SciDX Streaming wraps an authenticated `ndp_ep.APIClient` so you can **register
datasets**, **manage resources**, **discover resources**, and **build derived
Kafka streams with filters**. Everything here is runnable against a CKAN +
Kafka stack.

## Quickstart (Kafka-only streaming)

```python
from ndp_ep import APIClient
from scidx_streaming import StreamingClient

client = StreamingClient(APIClient(base_url=API_URL, token=get_token()))

# Register a Kafka resource definition (stored in CKAN; points at the real topic)
client.register_resource(dataset_id, {
    "type": "kafka",
    "name": "drone_fleet_alpha",
    "description": "Kafka telemetry for Fleet Alpha (Barcelona area)",
    "host": "localhost",
    "port": 9092,
    "topic": "demo.drone.telemetry.fleet_alpha",
})

# Discover resources
results = client.search_resources(terms=[dataset_id], types=["kafka"])

# Build and consume a derived stream with filters
filters = client.compile_filters([
    {"type": "mapping", "column": "STATE", "action": "rename", "new_name": "state"},
    {"type": "comparison", "column": "state", "op": "eq", "value": "UT"},
    {"type": "comparison", "column": "value", "op": "gt", "value": 100},
])
derived = client.create_stream(resource_ids=[results.ids()[0]], filters=filters)
handle = derived.connect(client).start(from_beginning=True)
print(handle.summary())
handle.stop()
```

## What’s implemented in 0.1.8

- **Resource lifecycle**: register/update/deactivate/delete resource definitions (stored in CKAN). Definitions describe where the real data lives (Kafka topic/URL/etc.); CKAN never stores the data itself.
- **Discovery**: search the catalog for resource definitions by terms (keywords) and types.
- **Filters**: Mapping, comparison, and group filters that can be compiled and applied to the live data.
- **Derived streams**: Kafka topics that have been created using the resource definitions to get the real data with applyed filters. Local-only consumption is available for testing purposes or having private streams.
- **Consumers**: Handle for Kafka topics with bounded buffers, retention controls, and optional CSV persistence.

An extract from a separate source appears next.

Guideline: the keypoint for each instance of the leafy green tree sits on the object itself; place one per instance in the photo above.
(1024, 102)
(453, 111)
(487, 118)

Planned but not yet wired: derived streams from API streams, RSS, and static files (csv/json/txt/netcdf).

## Producers vs. consumers (and CKAN’s role)

- **CKAN** holds **resource definitions only**: dataset metadata + connection
  details (Kafka host/port/topic, URLs, etc.).
- **Producers** publish the actual data to the sources referenced by those
  definitions (e.g., Kafka topics in the drone demo).
- **This library** reads the definitions from CKAN, connects to the real
  sources, and builds **derived Kafka topics** (public by default) that others
  can consume or further derive.
- **Consumers** use `StreamHandle` (or their own Kafka clients) to read derived
  topics; they can also create new derived streams with their own filters.

## Notebooks (GitHub only; not on PyPI)

- `notebooks/simulated_drone_demo/00_start_simulation.ipynb` → `04_cleanup.ipynb`  
  Full resource management + Kafka-derived streams + filters with real data.
- `notebooks/test/00_overview.ipynb`, `03_create_stream.ipynb`, `04_consumption.ipynb`  
  Lightweight regression/demo set.

Keep `.env` local (gitignored); use `.env_template` as a starting point.

## Documentation hub

See `docs/README.md` for the full guide set:

- Architecture/overview
- Resource lifecycle
- Discovery
- Filters (mapping/comparison/group)
- Derived streams & consumption

## Tests

Key checks live in `tests/` (offline + live Kafka/CKAN coverage). Run `pytest`
to validate resource lifecycle, filter compilation, stream creation, and
consumer behaviour before releasing.